Le système que je viens de décrire peut être nommé contrôle incident. Mais ce n’est pas le seul système de contrôle en Allemagne. A côté du contrôle incident, il existe déjà, depuis la loi de 1976, une autre voie, à savoir l’action en cessation ou l’action collective des groupements. Cette action était une innovation de la loi de 1976. Aujourd’hui, elle est réglée dans une loi spéciale, la loi sur les actions en cessation de 2001, qui regroupe des dispositions sur différentes actions en cessation en matière de droit de la consommation et du droit économique et que transpose également la directive 98/27. A côté du contrôle incident et de l’action en cessation, on pourrait encore imaginer une troisième voie, l’action en concurrence déloyale.
Quelles sont les expériences avec le modèle allemand que je viens de décrire ?
Sur la réponse, il n’y a pas unanimité totale. Certes, le système n’a pas totalement pu éliminer des clauses abusives dans des CGA. Mais les CGA dans les grands secteurs transparents ont été « purifiées ».
Il y a des milliers de décisions jurisprudentielles sur les clauses abusives, cela veut dire que le contrôle fonctionne. La jurisprudence est extrêmement détaillée, elle porte sur tous les contrats et sur tous les genres de clauses.
Le système fonctionne et protège le consommateur. La voie de l’action en cessation a été créée afin d’assurer un contrôle préventif, en dehors du contrôle incident. Et il joue un rôle important. Il y a eu pas mal d’actions, mais il y a aussi des plaintes car les associations de consommateurs n’ont pas de moyens financiers suffisants. La loi de 1976 prévoyait dans son article 20 que de telles décisions étaient inscrites et publiées dans un registre tenu par l’Office fédéral de la concurrence.
Avec la modernisation du droit des obligations et la création de la loi spéciale sur les actions en cessation, le législateur de 2001 a aboli ce registre (cf. article 16 alinéa 2 UKlaG) parce qu’il ne serait plus nécessaire! Pour une évaluation solide à l’échelle européenne, il faudrait faire une grosse recherche comparative : Quelle est la réalité du contrat de location de bicyclette, de déménagement, d’entraînement au studio fitness etc. en Allemagne et dans les États membres B, C, D, E et F…?
Ceci évoque le motif européen. La directive 93/13 a ses mérites.
Tenant compte du projet de directive d’octobre 2008, il faut se pencher sur les listes noires et grises des articles 34 et 35 avec les annexes II et III. Selon l’expérience allemande, de telles listes sont utiles mais la clause générale est extrêmement importante et ne doit jamais être oubliée. C’est aussi l’approche de la directive dans son article 3 et également du projet de directive dans son article 32.

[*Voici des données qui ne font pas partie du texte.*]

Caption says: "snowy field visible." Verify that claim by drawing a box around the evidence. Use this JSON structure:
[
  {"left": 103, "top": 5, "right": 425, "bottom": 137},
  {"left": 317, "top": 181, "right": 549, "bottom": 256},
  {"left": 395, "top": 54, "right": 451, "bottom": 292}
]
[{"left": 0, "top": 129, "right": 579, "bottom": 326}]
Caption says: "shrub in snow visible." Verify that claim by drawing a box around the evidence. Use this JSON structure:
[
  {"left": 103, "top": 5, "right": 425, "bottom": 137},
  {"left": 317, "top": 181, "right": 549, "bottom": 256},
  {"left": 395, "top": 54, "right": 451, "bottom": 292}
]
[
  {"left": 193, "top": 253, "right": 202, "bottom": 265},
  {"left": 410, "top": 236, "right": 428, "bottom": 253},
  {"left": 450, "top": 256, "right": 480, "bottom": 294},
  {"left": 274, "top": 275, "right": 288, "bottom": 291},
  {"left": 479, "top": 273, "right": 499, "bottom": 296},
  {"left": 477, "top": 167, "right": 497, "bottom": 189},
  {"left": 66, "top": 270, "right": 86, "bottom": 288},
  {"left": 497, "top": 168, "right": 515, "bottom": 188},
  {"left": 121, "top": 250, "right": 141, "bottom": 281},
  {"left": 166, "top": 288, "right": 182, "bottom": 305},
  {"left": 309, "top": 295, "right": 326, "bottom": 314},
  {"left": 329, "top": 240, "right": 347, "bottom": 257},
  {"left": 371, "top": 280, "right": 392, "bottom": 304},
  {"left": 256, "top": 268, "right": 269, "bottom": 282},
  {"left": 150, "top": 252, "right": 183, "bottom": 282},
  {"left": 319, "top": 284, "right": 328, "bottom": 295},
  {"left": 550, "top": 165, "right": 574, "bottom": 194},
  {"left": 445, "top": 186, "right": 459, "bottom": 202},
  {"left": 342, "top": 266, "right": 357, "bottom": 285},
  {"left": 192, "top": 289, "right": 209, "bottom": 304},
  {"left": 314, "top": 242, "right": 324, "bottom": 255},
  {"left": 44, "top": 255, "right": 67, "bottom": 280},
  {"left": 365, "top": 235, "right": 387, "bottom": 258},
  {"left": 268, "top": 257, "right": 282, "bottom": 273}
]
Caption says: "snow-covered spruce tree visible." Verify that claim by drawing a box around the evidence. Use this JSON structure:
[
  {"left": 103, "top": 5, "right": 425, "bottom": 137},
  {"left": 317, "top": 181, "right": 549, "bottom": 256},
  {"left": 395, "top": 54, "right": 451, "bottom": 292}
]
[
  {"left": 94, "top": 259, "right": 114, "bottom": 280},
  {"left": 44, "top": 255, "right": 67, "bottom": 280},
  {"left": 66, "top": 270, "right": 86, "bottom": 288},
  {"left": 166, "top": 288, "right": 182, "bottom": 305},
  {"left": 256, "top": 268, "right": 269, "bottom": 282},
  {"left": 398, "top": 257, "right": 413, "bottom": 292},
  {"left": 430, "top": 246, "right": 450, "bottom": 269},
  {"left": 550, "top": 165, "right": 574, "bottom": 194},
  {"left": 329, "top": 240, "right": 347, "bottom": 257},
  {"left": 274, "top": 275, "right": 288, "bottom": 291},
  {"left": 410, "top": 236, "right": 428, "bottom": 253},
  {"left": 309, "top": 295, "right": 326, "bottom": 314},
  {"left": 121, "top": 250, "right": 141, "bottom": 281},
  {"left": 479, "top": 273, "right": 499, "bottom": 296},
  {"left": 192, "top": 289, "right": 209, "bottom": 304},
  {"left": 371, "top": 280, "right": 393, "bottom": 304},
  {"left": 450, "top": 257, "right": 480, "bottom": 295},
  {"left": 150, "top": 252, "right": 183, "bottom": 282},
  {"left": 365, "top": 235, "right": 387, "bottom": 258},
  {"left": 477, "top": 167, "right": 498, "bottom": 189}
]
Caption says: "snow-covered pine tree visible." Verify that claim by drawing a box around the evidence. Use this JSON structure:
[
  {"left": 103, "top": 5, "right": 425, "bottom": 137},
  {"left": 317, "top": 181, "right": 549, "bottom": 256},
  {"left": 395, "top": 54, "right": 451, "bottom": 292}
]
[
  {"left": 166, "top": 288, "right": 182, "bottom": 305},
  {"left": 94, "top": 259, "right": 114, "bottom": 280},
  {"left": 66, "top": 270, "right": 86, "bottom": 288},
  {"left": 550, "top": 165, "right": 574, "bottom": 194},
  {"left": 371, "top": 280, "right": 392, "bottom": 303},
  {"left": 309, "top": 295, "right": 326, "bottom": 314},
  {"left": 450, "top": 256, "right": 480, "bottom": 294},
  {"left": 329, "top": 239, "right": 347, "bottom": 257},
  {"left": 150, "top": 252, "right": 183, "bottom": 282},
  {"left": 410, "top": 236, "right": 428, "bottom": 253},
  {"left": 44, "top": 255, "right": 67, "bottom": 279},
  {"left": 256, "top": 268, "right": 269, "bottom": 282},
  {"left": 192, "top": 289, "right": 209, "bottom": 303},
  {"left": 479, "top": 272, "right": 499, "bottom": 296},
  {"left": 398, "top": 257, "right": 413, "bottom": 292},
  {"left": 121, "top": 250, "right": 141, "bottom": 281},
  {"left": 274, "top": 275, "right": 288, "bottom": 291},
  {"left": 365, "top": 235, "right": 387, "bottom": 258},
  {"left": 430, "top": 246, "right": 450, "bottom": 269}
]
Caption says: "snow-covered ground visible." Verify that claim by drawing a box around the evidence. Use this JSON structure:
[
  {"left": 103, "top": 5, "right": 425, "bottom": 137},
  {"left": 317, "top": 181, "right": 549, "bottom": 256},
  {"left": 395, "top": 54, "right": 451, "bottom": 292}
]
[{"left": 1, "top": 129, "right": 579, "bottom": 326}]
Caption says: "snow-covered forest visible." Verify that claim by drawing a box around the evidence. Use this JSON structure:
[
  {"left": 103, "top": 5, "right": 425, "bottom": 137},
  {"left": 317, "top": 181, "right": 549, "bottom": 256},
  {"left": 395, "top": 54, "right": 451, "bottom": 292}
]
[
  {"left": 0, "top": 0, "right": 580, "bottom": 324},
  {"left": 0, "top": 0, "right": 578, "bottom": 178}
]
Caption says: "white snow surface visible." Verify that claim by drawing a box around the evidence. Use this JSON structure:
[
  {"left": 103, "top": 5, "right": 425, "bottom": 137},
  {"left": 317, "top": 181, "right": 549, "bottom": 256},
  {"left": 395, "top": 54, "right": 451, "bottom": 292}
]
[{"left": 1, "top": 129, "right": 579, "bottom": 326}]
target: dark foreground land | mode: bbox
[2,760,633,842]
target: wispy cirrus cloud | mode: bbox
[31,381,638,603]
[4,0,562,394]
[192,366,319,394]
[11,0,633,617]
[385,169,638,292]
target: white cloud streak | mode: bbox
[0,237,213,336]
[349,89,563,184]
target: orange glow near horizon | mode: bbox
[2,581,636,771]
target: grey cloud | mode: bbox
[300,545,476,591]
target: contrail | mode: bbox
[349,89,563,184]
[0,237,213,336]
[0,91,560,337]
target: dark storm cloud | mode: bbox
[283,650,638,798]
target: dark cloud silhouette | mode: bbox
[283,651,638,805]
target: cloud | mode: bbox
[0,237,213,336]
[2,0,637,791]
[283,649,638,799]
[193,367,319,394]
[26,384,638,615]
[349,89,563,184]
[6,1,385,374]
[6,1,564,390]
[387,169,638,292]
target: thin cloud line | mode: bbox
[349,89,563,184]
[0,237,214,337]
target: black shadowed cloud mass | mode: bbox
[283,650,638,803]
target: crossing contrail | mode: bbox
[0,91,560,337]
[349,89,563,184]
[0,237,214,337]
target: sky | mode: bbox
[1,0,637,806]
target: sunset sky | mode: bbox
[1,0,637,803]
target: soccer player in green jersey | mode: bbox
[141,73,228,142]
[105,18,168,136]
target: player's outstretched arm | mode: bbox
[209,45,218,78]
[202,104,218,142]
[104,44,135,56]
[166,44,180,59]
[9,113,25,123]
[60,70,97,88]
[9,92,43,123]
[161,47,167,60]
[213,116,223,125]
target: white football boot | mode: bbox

Mais le projet dit dans les phrases 2 des articles 34 et 35 que les listes ne peuvent être modifiées que par le processus prévu, donc par le législateur national. Mais pourquoi ne pas permettre au législateur national d’ajouter, en application de l’idée de la clause générale, telle ou telle clause spécifique à la liste ? Cela ajouterait à la protection du consommateur, à la sécurité juridique et enfin à l’effet utile de la directive.
En plus, la révision des listes par un Comité paraît douteux. Il faudrait des études comparatives sur les différents types de contrats dans les droits des États membres.
Je suis heureux et très reconnaissant que le 30ième anniversaire de la CCA soit une si belle étape dans cette voie à poursuivre en Europe pour protéger le consommateur contre les clauses abusives.